Breaking news: Dutch central bank fines cryptocurrency exchange Binance for breach of registration rule

July became the month of unexpected plebiscites. First comes the mind-boggling: the UK’s ruling Conservative Party allowed a confidence vote on Monday. The “sideshow”, as the FT’s parliamentary team called it last week, which is certain to be won by the ruling party, is best seen as an effort to inspire unity among Tory MPs after the stormy collapse of Boris Johnson’s premiership.

After this weekend’s televised debates, we move into Super Monday, a series of reshuffles and another vote to further whittle down the field of Tory MPs who want to become the new leader, and therefore prime minister. You can follow the events on this FT page.

Once they are in the final pairing, expected on Wednesday before the summer parliamentary recess, the party’s national membership will receive a final vote that will allow a new leader to be in place by September 5. Get ready for a summer full of fun transfers and media appearances, and no doubt some leaks and slurs from two rival camps that have already been very competitive.

Sri Lankan lawmakers will elect a new president on Wednesday to replace Gotabaya Rajapaksa, who fled the country after protesters stormed his palace ahead of his resignation last week. Whether this will quell anger over food shortages and rampant inflation remains to be seen.

Draupadi Murmu welcomes the support of Prime Minister Narendra Modi’s Bharatiya Janata Party © AFP via Getty Images

One election was expected this week. The Indian parliament will decide on the new president of the country. The winner, expected to be announced on Wednesday, is expected to be veteran politician Draupadi Murmu, who supports Prime Minister Narendra Modi’s Bharatiya Janata Party. But perhaps this will be another unexpected election story.

Back in the UK and back to his usual diary of events in July, Nadhim Zahawi will address city leaders in the chancellor’s annual Mansion House speech.

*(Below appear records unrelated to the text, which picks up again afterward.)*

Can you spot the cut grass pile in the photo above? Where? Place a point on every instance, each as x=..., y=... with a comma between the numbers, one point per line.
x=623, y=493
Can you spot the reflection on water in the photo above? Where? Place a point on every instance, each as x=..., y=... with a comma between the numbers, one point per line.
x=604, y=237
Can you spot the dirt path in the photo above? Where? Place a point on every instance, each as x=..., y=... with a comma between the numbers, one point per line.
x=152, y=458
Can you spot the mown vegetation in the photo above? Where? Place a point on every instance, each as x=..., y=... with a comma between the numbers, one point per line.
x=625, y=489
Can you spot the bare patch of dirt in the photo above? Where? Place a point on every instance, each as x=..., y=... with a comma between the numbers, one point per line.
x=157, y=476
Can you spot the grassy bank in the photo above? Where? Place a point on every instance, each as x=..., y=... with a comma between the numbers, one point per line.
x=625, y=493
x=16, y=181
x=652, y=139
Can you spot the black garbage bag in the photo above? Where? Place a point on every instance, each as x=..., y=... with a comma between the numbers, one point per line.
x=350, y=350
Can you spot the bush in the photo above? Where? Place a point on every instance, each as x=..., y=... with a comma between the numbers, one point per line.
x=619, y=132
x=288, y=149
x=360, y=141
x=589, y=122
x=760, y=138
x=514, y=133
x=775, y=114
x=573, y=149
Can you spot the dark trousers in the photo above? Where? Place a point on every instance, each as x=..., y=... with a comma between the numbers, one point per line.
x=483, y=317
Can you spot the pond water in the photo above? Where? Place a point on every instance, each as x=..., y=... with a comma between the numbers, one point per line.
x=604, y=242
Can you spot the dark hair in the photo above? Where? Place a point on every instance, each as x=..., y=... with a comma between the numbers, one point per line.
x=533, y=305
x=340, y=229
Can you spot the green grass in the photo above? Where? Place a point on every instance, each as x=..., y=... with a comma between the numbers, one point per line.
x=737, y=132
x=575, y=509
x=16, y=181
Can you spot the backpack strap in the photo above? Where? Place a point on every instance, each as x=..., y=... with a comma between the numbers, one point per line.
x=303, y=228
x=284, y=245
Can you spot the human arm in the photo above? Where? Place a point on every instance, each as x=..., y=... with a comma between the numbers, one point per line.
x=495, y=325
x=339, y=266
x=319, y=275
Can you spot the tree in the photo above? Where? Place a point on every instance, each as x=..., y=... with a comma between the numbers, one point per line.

Zahawi has only been chancellor for less than two weeks and may not be in office long after his party’s new leader is decided, but he is expected to grab the headlines by unveiling a relaxation of city rules to make it easier and faster for companies to increase their holdings. money per square mile.

Speaking of things to look forward to, Britain’s summer of discontent is in the air like the country’s sweltering temperatures. Lawyers, post managers and brewery workers plan to walk off the job this week.

Finally, an event that hasn’t happened “in person” since 2020 will return. pandemic lockdown: Farnborough Air Show. Unusually for an international gathering of aerospace executives, organizers decided to advertise the return of the event on the side of the bus. Hopefully, this doesn’t mean very British transport solutions, replacement bus services, will be on the air.

Economic data

The two “i’s” – inflation and interest rates – will be in the spotlight again, with the European Central Bank’s monetary policy committee meeting in the spotlight.

The week will end with another set of international benchmark purchasing managers’ index data reports.


The current earnings season is in full swing with announcements from the rest of the major U.S. bank mergers and a host of tech, media, auto and healthcare companies.

Also sharing on Monday Haleon is set to go public on the London Stock Exchange, completing the spin-off of the consumer healthcare business from GSK, with the parent company’s blessing. Haleon, whose brands will include Sensodyne toothpaste, painkillers Advil and Panadol, is expected to be worth as much as $45 billion.

Godfrey Kemp

"Bacon fanatic. Social media enthusiast. Music practitioner. Internet scholar. Incurable travel advocate. Wannabe web junkie. Coffeeaholic. Alcohol fanatic."